Google’s EU shopping comparison rivals say their situation is getting worse
They argue in an open letter to the European Commission that Google's auction-based remedy to antitrust claims is fundamentally flawed.
Roughly a month ago European Commission (EC) competition chief Margrethe Vestager said that Google’s efforts in shopping search were making progress and that the company would likely be able to avoid additional antitrust penalties. However in a new open letter to Vestager, EU shopping comparison rivals argue that things are actually getting worse for them.
The backstory. In June, 2017 the EC fined Google roughly $2.7 billion for alleged abuse of market position in vertical (shopping) search. Following that decision, which Google is in the process of appealing, Google implemented a number of changes to provide “equal treatment” for rival Comparison Shopping Engines (CSEs) in Europe.
The major change Google made was to treat Google Shopping as a separate business unit with its own operating budget that would compete with other shopping sites to appear in Google Product Listing Ads (PLAs). It also said the business unit would operate at a profit. All parties would now theoretically compete on equal footing to appear in PLAs.
‘Harm continues unabated.’ According to the letter’s signatories, that’s not how things are playing out. Signed by the leaders of 14 CSEs, the letter states, “It has now been more than a year since Google introduced its auction-based ‘remedy’, and the harm to competition, consumers and innovation caused by Google’s illegal conduct has continued unabated.”
The letter argues there’s no material difference between the new approach and the previous system, which was found to violate EU antitrust rules, except that Google has to compete to appear in PLAs. However, the CSEs dismiss that change as “meaningless.”
The shopping sites object to the PLA auction itself, saying it compels them to “bid away the vast majority of their profit.” They dismiss Google’s participation in the auction, as an independent unit that has to achieve a profit, as “meaningless internal accounting.” They also argue that because users who click on their PLAs go directly to merchant sites and not the CSEs themselves, they have no opportunity to “derive value from the process.”
Rejecting the auction entirely. They also argue that the auction harms consumers because it is “all but eradicating” a “thriving [online] comparison shopping market in Europe.”
The letter concludes that, “As long as placement is determined by auction rather than relevance, it makes little material difference whether competitors occupy none, some, or even all of the available slots. In all cases, Google is the main beneficiary of any profits derived from these entries, and consumers are the main losers.”

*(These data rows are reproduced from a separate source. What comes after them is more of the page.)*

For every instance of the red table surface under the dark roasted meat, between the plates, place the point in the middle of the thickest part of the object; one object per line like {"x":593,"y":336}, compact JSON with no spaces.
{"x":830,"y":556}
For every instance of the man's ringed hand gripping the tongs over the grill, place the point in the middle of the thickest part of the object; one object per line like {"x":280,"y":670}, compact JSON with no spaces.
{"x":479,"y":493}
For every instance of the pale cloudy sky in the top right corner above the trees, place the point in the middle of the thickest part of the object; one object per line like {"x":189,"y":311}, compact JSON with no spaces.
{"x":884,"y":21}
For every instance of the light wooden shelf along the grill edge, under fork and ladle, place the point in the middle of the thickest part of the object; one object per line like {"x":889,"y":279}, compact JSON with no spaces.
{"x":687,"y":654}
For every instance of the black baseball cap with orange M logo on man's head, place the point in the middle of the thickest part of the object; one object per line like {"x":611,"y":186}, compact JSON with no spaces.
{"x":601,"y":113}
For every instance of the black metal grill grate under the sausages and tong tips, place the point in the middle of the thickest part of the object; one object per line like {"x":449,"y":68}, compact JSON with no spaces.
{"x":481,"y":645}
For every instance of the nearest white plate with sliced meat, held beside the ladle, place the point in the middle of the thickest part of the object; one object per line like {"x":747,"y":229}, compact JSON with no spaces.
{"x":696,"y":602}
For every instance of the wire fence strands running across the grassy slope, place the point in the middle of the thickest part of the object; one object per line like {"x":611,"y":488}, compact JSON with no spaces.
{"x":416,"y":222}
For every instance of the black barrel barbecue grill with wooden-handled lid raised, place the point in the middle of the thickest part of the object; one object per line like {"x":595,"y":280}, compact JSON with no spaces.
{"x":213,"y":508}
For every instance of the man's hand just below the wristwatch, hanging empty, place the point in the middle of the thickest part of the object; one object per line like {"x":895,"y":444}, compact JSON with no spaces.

Without specifying a desired alternative approach, beyond implying it should be based on “relevance,” the group encourages the EC “to enforce its Prohibition Decision by rejecting Google’s non-compliant ‘compliance mechanism’ and demanding an effective remedy that adheres to the principle of equal treatment set out in the Decision.”
Why it matters. The outcome of Google’s appeal in Europe could still be a couple of years off. In the interim it will have to comply with the EC’s decisions. And while Google and its stock have mostly been impervious to even multi-billion-dollar fines, the CSEs’ letter could put pressure on the EC to compel additional changes in shopping search results or an entirely new approach in Europe, which would certainly impact everyone across that 28 country market.